AMU Europe Homeland Security Intelligence Opinion

Russia’s Rule of Thugs: The Posthumous Trial of Magnitsky

Brett Daniel Shehadey
Special Contributor for In Homeland Security

European Parliament: “[The trial] is a violation of international and national laws and clearly shows the malfunctioning of the Russian criminal justice system.”

US Congressman James P. McGovern (D-MA): “Unfortunately, the ordeal of Sergei Magnitsky did not end with his death. All these malevolent moves make it clear that Russian leaders recognize that they no longer have the support of the people they govern, and so they must resort to scare tactics to try and keep the lid on dissent.”

Sergei Leonidovich Magnitsky was coerced in prison to give false testimony, tortured, and died for tax evasion suspicion without ever receiving a trial (2008-2009). Last Thursday, July 11, Russian Federation’s first ever posthumous trial was a held, and of course, Magnitsky was found guilty of tax evasion—hardly a crime worthy of death and torture. The trial is being criticized as a “show trial” likened to the times of Joseph Stalin.

Sergei Magnitsky was a 37 year old lawyer and auditor in Moscow for the law firm Firestone Duncan. His client, Hermitage Capital Management, was charged with tax evasion and fraud by the Russian Interior Ministry. In Magnitsky’s auditing investigations exposed a web of financial corruption, violation of law and police abuse. The culprits he identified were allegedly in collusion with Interior Ministry officials and members of organized crime.

The Magnitsky case demonstrates to the world how authoritarian and brutal Russia really is behind the scenes and that it is a state without the genuine rule of law.

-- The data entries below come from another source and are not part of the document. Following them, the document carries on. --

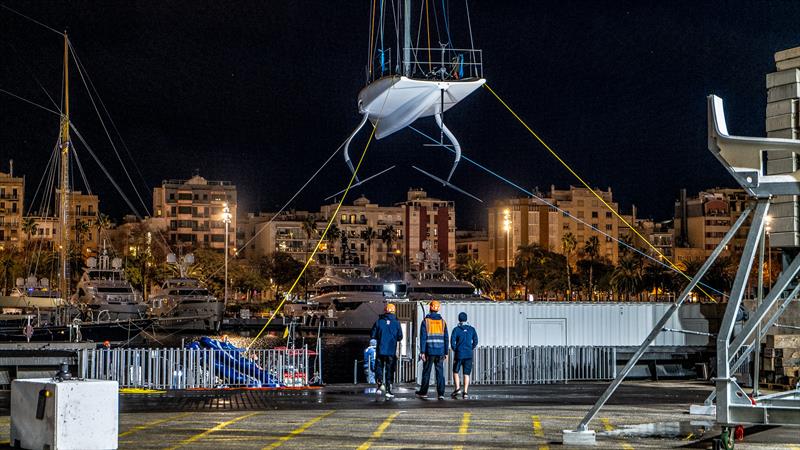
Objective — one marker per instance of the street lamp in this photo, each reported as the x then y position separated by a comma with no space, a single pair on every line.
226,219
507,228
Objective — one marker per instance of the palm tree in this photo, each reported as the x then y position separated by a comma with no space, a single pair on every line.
369,235
474,271
81,229
388,236
332,238
309,226
627,277
591,248
568,244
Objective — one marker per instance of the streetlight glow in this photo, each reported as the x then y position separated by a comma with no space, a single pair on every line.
226,219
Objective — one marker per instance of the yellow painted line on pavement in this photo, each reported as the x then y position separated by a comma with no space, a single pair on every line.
294,433
462,429
538,431
205,433
152,424
379,431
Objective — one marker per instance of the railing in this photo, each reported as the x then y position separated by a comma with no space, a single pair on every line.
538,365
519,365
184,368
446,63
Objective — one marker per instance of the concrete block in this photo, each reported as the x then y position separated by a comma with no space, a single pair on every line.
787,64
703,410
783,77
578,438
64,415
782,122
782,209
789,53
781,165
787,91
790,341
784,134
781,107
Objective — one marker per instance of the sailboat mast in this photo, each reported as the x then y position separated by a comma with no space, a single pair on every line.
407,38
64,180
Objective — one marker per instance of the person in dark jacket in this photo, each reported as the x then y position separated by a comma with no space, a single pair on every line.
369,361
387,333
433,349
463,342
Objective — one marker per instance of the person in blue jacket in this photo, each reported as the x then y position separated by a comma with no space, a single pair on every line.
463,342
387,333
433,350
369,361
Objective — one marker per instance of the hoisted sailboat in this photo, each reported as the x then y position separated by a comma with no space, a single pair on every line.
425,82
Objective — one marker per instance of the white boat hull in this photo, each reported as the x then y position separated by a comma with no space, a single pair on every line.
393,103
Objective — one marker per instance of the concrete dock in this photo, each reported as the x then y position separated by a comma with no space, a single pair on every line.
642,415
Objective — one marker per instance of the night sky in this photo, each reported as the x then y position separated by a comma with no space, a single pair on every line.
260,93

At the time of his death, three years ago now, Russian national public outrage led then President Dmitry Medvedev to fire the deputy head of the Federal Penitentiary Service, Alexander Piskunov.

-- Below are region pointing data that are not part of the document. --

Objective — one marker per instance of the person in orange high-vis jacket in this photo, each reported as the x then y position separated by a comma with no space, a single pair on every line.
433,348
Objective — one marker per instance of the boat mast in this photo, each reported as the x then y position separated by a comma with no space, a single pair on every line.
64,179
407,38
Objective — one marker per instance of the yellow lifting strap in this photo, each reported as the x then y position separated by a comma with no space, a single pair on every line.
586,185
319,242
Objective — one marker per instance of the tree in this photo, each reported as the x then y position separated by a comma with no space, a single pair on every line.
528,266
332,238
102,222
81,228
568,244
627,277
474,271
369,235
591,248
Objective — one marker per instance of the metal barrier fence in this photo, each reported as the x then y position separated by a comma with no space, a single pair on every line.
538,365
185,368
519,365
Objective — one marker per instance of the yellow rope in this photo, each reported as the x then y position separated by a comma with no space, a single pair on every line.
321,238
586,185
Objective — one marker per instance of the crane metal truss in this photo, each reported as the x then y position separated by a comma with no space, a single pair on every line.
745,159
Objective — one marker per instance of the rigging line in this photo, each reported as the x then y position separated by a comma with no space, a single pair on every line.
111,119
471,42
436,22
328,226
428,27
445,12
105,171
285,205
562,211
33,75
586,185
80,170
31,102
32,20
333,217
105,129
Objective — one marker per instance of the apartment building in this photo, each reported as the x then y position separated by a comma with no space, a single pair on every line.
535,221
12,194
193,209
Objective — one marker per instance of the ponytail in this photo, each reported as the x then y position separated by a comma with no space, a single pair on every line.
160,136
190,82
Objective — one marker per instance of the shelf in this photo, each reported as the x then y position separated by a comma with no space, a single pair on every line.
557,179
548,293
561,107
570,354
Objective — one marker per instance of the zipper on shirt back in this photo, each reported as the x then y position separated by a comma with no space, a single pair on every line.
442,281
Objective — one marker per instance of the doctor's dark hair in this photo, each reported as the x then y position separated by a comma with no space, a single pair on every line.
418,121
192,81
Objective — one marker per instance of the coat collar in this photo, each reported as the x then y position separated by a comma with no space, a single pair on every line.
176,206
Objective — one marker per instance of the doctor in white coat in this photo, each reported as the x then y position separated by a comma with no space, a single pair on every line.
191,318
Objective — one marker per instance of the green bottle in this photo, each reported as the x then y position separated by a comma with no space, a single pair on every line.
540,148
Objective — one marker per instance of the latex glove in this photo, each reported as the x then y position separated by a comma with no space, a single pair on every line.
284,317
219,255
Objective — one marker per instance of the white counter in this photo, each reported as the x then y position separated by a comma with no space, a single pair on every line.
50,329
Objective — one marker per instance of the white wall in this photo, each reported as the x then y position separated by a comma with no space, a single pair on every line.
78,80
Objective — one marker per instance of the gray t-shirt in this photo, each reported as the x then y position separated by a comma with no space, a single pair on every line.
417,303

The head Interior Ministry official responsible for the tax crimes department, Major-General Anatoli Mikhalkin, was also dismissed shortly after Magnitsky’s death.

Medvedev also signed a law that forbade jailing suspects of tax evasion. But another law is pointless in lawless country.

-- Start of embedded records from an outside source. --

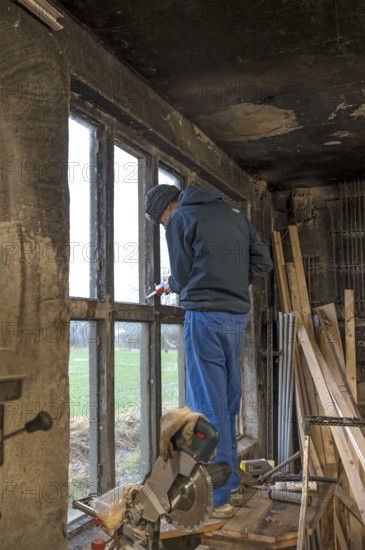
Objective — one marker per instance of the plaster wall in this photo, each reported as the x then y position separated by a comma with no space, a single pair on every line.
36,67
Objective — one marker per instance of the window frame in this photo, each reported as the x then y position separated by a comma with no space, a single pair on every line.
103,309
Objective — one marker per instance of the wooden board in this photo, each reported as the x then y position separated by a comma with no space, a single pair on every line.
270,524
338,433
281,276
302,285
350,342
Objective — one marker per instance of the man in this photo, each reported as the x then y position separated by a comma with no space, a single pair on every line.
215,254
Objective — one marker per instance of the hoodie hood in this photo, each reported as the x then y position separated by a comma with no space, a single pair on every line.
199,195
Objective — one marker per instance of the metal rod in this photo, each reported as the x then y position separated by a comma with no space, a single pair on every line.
79,505
279,466
302,526
280,403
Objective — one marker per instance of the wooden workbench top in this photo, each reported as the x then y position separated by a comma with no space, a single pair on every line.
268,524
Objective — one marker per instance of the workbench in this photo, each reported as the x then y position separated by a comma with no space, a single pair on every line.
264,523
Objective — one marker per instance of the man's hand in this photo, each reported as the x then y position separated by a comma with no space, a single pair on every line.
171,422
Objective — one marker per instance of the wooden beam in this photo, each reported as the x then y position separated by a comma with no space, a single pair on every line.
281,275
350,341
302,285
338,433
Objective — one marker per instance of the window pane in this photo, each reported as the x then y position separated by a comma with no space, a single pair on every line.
131,403
126,265
172,367
165,177
81,180
83,412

In 2011, the Investigative Committee of Russia was formed and found that Magnitsky died because of a lack of medical care in the prison facility Batyrka. Evidence that he was beaten before death was also presented. Recently, the Investigative Committee said that there was “no foul play” from any officials. Naturally, then, no one was ever arrested or sentenced for his detention and death without trial.

US-Russian Federation relations are at an all-time low. The US 2012 Magnitsky Act banned a number of Russian officials and citizens suspected in the involvement. This was soon followed by a Russian ban on American citizens from adopting Russian babies.

The Magnitsky death has been at the center of the storm and tossed back and forth in dueling legislation. Russia cracks down on any foreign criticism and intervention into its internal politics, basically saying, ‘we run our country our way.’ The Federation Council is considering labeling the Obama Administration a “criminal regime” in light of their corrupt political exposure. The situation is a widening political tit-for-tat mechanism targeting Russia’s atrocious internal human rights violations.

The US and the international community continue to express humanitarian concerns and employ varying political tactics or soft diplomatic punishments and resolutions. The latest trial will not make diplomacy any easier for US-EU-Russian relations.